THE LATEST MISSTEP IN THE REALM of the American gay film, Defying Gravity, comes to us complete with a publicity quote from Darryl Macdonald, Director of the Seattle International Film Festival, who calls this former entry, "The best gay film I've seen in 10 years." I'm not sure why Macdonald would say such an outrageous thing, because Defying Gravity, while every bit as heartfelt as a debut feature should be, is by no stretch of anyone's imagination even a halfway decent film.

With sluggish predictability, two fraternity brothers experience something warm and tingly until one panics, betrays the other, and Learns a Lesson. The film pads itself out with an extended gay-bashing "mystery" and a clumsy, incomplete attempt to deal with racial and gender issues. Of course, this story probably felt creaky the first time it was told, as the situation is so achingly familiar to most gay men that it begs for a fresh perspective not provided here. Everybody talks in the tone of a Public Service Announcement, so the whole thing comes off as an awkward, heavy-handed pose, right down to the frequent use of "dude" and "bro" to remind us that we're dealing with frat guys. This college Greek system milieu is more masturbatory than revelatory: The film enjoys its good-looking young men, but gives them nothing remotely interesting to say or--dammit!--to do.

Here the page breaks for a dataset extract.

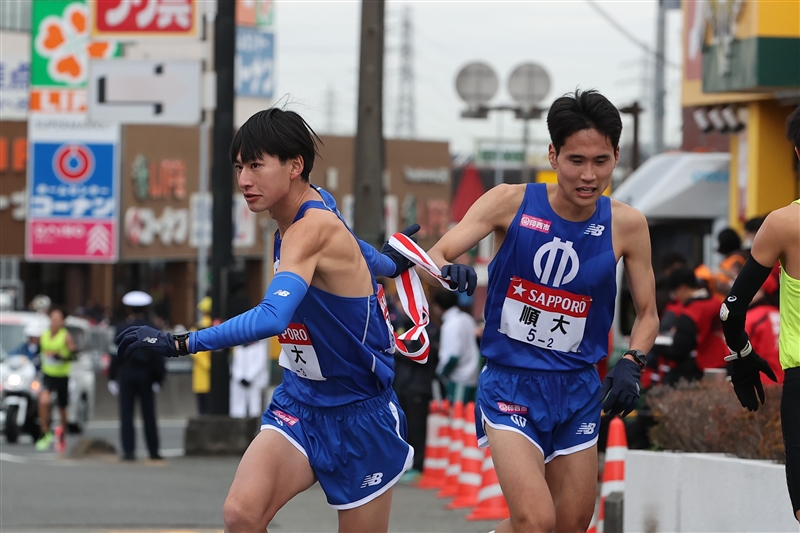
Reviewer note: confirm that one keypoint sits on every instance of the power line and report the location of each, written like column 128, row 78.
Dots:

By the end, everything wraps up so tidily it's hard to tell whether writer/director John Keitel has rose-colored memories or the unfortunate aesthetics of a starry-eyed romantic. Optimism is certainly welcome and possible in the usually doomed world of cinematic gay love (the British Beautiful Thing lived up to its title with gentle good cheer), but Keitel has framed his film with an antiseptic pretense of reality that makes the happy ending that much more false. The line between hope and naiveté is a fine one, a tightrope too thin to navigate with the sledgehammer Defying Gravity is very earnestly wielding.